A Fortnightly Review of’

Einstein on the Beach
by Philip Glass.
Directed by Robert Wilson.

4 May through 13 May 2012
Barbican Theatre, Silk Street, London.

By Anthony Howell.

‘Prepare to surface.’

The Stanley Kramer film, On the Beach, begins with these words, spoken by the captain of the last US Navy nuclear submarine.

Are we surfacing from a dream, or rising in a submarine to contemplate our worst nightmare? When you come round from dozing off in the middle of a long-duration Robert Wilson opera, you might well ask yourself the same question.

Wilson’s works revel in the dislocation we may associate with dreams. Where a character with a chalk in his hand has scribbled or gesticulated in the opening scene of Einstein on the Beach, a screen appears hours later covered in formulae as the opera draws to its close.

On the Beach stars Gregory Peck, together with Ava Gardner, Fred Astaire, Anthony Perkins and a neurotic Dona Anderson. She has every right to be neurotic since she’s expected to kill her baby if Anthony Perkins doesn’t get back in time to be with her when the world ends.

IT’S THE APOCALYPSE movie to end them all, and the weepiest of weepies. In the aftermath of a nuclear war, the entire world except for Melbourne, Australia, has been annihilated by a nuclear cloud, and now that cloud is drifting inexorably towards the Southern Pole. Gregory Peck’s submarine docks in Melbourne and then takes off for a final tour in search of hope. But there is no hope. And like Lars Van Trier’s equally apocalyptic Melancholia, the film ends with the total destruction of life.

In the final scene of Einstein on the Beach, a train driver treats us to a brief sermon on love, and the joy of kissing, lips pressed to lips. There are plenty of lips pressed to lips in the Kramer film. Ava Gardner and Gregory Peck, Dona Anderson and Anthony Perkins. The kisses are long, compelling, and poignantly final. The tears stream down our faces as we watch, for we are expected to empathise, whereas, in Einstein, the kisses are only talked about. This opera by Wilson, with music by Philip Glass and choreography by Lucinda Childs, is relentlessly modern, and in his essay on the dehumanisation of art, Ortega y Gassett defined modernism as an art about which, ‘one can neither laugh nor cry.’ The twin holocausts of the twentieth century were accompanied by propaganda that insisted on ‘getting its message across’. In their aftermath, many artists developed an antagonism to very notion of having a message.

Just as Wittgenstein, in his Tractatus, passes over in silence that ‘about which we cannot speak’, the Hungarian poet, Janos Pilinsky asserts in a brilliant book on the theatre of Robert Wilson, Conversations with Sheryl Sutton (Carcanet 1992), an existential dumbness in the face of our incomprehension concerning the world we inhabit. In the aftermath of our knowledge that concentration camps have existed and indeed do exist all messages are reduced to a stammer.
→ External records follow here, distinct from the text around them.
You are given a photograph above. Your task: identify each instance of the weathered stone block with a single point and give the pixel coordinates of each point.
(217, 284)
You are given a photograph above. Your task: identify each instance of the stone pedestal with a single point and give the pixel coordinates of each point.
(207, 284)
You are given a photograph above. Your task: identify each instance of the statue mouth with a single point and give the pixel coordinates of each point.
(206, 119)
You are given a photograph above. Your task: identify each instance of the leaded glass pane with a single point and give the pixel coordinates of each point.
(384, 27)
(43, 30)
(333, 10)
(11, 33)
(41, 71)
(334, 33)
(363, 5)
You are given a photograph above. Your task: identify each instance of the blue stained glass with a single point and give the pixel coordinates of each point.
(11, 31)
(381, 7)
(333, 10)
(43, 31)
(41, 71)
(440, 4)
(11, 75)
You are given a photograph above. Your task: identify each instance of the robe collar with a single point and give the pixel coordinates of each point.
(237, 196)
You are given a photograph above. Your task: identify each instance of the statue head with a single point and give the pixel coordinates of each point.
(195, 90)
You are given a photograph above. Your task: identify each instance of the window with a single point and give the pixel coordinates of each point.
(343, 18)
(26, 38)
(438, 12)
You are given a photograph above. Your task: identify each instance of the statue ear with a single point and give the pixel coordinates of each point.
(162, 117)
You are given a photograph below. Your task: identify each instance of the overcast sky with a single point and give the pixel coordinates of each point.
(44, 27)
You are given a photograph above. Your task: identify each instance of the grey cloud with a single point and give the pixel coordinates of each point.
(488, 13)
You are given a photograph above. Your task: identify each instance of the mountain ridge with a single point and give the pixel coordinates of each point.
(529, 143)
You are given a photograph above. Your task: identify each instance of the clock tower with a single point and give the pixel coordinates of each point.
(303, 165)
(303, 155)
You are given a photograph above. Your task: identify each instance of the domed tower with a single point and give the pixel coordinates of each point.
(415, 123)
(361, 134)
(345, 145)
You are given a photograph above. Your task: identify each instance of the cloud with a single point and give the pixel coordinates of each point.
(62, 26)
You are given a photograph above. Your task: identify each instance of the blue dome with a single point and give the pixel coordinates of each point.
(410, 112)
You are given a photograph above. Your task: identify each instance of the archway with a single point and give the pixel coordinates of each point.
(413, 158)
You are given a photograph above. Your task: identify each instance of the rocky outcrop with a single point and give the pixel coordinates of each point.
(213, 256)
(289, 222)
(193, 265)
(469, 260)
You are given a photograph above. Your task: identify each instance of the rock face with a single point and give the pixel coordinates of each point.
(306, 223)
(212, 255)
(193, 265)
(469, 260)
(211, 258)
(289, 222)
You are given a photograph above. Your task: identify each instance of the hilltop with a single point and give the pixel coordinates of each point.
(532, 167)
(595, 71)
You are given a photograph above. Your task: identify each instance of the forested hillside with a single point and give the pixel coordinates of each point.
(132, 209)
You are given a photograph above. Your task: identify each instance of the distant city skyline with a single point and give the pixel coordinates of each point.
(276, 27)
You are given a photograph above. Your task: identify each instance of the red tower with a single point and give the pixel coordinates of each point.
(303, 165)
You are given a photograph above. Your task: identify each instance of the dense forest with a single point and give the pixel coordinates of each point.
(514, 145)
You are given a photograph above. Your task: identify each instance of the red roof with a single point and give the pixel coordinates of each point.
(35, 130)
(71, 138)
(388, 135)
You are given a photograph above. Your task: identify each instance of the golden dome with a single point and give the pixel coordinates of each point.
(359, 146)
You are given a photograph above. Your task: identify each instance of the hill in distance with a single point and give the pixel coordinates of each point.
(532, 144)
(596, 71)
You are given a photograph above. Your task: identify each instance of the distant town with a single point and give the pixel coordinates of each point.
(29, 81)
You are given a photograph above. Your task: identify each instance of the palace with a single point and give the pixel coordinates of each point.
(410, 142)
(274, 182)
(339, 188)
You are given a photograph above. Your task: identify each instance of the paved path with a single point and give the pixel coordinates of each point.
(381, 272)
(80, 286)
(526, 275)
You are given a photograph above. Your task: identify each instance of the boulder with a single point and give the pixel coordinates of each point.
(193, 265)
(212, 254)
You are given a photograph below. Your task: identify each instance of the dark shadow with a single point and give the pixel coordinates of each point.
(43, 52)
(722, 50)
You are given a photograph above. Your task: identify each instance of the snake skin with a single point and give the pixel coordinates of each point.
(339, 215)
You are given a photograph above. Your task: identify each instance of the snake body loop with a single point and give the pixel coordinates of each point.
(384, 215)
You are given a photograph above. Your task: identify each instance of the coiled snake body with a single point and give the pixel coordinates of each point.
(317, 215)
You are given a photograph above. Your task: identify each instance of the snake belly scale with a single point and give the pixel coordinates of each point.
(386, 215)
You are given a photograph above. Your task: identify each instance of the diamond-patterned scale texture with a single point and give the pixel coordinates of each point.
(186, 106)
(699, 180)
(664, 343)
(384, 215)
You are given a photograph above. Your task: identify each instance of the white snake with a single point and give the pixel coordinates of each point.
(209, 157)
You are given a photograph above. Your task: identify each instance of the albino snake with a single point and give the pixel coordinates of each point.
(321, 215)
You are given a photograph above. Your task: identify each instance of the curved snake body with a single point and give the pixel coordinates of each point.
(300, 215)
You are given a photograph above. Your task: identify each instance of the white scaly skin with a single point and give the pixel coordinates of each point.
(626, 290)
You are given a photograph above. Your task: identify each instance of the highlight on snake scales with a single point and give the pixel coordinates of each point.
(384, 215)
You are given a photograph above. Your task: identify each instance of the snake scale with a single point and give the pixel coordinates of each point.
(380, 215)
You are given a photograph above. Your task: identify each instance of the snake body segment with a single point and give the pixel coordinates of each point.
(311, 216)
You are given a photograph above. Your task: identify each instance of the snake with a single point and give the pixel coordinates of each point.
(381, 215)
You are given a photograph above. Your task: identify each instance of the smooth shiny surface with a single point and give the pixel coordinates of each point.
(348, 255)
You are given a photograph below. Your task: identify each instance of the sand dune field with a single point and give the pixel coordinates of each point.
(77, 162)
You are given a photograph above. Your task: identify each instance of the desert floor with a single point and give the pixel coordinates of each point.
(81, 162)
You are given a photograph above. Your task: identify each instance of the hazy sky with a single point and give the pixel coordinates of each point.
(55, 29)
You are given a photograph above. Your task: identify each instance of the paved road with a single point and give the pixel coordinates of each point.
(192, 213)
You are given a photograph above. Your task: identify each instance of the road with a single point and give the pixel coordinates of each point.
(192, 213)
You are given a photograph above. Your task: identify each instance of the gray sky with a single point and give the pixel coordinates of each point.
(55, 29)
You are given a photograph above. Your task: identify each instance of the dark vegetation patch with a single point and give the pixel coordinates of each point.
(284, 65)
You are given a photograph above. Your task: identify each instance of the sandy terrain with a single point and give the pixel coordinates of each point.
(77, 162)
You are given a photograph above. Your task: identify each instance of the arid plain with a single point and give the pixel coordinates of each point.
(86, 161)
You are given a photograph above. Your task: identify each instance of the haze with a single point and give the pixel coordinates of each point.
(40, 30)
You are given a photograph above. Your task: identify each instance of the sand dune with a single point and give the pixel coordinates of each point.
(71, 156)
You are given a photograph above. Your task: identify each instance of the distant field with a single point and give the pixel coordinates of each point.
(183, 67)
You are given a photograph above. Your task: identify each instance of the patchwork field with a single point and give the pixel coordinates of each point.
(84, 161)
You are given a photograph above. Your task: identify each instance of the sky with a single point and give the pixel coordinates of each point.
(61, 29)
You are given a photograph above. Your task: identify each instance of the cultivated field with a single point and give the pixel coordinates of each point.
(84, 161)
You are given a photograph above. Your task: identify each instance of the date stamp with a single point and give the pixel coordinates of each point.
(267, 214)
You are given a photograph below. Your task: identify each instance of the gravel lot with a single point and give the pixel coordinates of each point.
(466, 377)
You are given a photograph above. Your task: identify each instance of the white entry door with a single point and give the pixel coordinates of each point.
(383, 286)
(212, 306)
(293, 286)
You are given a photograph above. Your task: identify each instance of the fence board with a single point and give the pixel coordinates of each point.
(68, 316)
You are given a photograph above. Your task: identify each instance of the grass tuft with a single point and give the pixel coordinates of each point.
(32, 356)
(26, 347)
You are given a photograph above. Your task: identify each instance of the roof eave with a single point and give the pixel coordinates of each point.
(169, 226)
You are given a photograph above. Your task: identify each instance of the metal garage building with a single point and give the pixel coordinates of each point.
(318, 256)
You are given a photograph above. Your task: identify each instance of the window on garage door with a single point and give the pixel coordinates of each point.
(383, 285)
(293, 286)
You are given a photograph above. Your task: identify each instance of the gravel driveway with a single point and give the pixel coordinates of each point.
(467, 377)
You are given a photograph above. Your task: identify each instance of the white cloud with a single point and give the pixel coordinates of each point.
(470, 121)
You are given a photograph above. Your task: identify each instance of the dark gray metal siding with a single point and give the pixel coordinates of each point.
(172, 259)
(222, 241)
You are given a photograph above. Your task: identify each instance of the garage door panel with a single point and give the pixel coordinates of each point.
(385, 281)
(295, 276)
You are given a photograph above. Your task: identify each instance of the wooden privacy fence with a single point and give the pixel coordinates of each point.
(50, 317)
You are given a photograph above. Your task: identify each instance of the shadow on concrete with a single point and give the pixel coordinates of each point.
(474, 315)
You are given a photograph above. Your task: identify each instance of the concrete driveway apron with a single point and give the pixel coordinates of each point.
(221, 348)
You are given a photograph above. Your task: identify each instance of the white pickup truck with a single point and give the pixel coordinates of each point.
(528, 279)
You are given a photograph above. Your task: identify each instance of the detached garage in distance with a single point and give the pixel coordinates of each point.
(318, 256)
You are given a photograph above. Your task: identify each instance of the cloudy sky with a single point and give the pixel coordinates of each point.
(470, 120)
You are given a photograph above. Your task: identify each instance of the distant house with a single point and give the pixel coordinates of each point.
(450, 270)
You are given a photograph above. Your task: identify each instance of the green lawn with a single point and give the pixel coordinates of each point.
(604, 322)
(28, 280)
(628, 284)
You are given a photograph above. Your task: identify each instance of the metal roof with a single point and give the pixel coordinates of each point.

Imitation theatre occupies a lowland of impersonation and simulated dialogue. Something is always being ‘got across’, whether by illustration or by symbol. Wilson, however, as Pilinsky puts it, immobilises the message. His stillness suspends the spectacle in a globe of its own mere being. It is as a bonfire may be, or a waterfall or a rainbow: an entity we contemplate or dream about. As Robert Frost puts it, “I want the poem to be like ice on a stove – riding on its own melting.”

ON THE OTHER hand, the film, made in 1959, is so weighed down by its message that it actually sinks below the surface, and can only contemplate the corrupted world through its periscope. However it describes an immoveable situation.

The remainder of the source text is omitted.